CF1735F.Pebbles and Beads

There are two currencies: pebbles and beads. Initially you have $a$ pebbles, $b$ beads.

There are $n$ days, each day you can exchange one currency for another at some exchange rate.

On day $i$ , you can exchange $-p_i \leq x \leq p_i$ pebbles for $-q_i \leq y \leq q_i$ beads or vice versa. It's allowed not to perform an exchange at all. Meanwhile, if you perform an exchange, the proportion $x \cdot q_i = -y \cdot p_i$ must be fulfilled. Fractional exchanges are allowed.

You can perform no more than one such exchange in one day. The numbers of pebbles and beads you have must always remain non-negative.

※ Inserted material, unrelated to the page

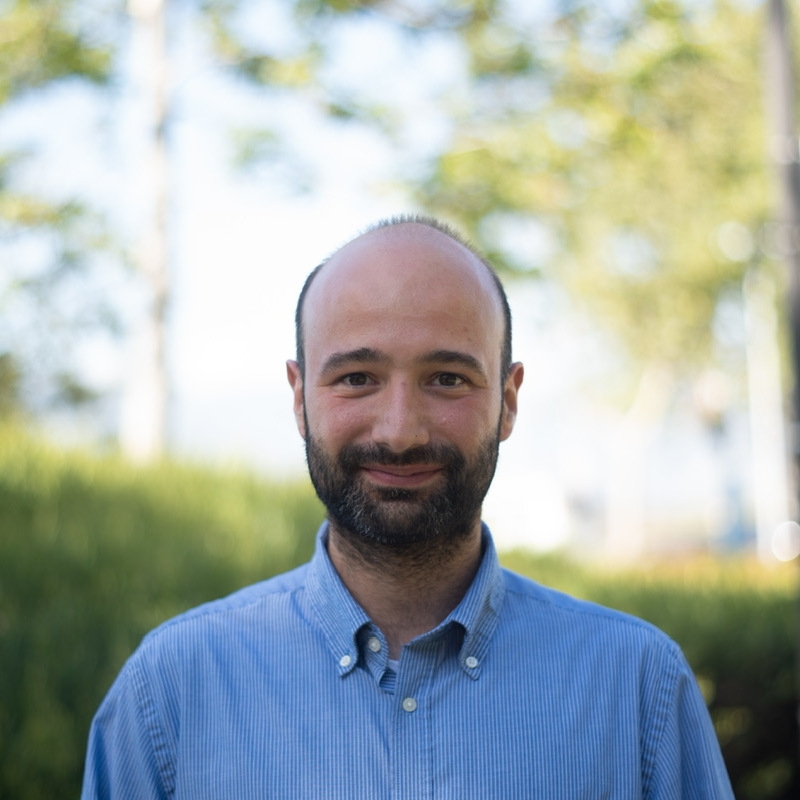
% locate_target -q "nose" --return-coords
[372,381,429,453]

Please solve the following $n$ problems independently: for each day $i$ , output the maximum number of pebbles that you can have at the end of day $i$ if you perform exchanges optimally.

The first line of the input contains a single integer $t$ ( $1 \le t \le 10^3$ ) — the number of test cases. The description of test cases follows.

The first line of each test case contains three integers $n$ , $a$ and $b$ ( $1 \le n \le 300\,000$ , $0 \le a, b \le 10^9$ ) — the number of days and the initial number of pebbles and beads respectively.

The second line of each test case contains $n$ integers: $p_1, p_2, \ldots, p_n$ ( $1 \le p_i \le 10^9$ ).

The third line of each test case contains $n$ integers: $q_1, q_2, \ldots, q_n$ ( $1 \le q_i \le 10^9$ ).

It is guaranteed that the sum of $n$ over all test cases doesn't exceed $300\,000$ .

Output $n$ numbers — the maximum number of pebbles at the end of each day.

Your answer is considered correct if its absolute or relative error does not exceed $10^{-6}$ .

Formally, let your answer be $a$ , and the jury's answer be $b$ . Your answer is accepted if and only if $\frac{\left|a - b\right|}{\max(1, \left|b\right|)} \le 10^{-6}$ .

In the image below you can see the solutions for the first two test cases. In each line there is an optimal sequence of actions for each day.

In the first test case, the optimal strategy for the first day is to do no action at all, as we can only decrease the number of pebbles. The optimal strategy for the second day is at first to exchange $1$ pebble for $2$ beads, which is a correct exchange, since $1 \cdot 4 = 2 \cdot 2$ , and then to exchange $2$ beads for $3$ pebbles.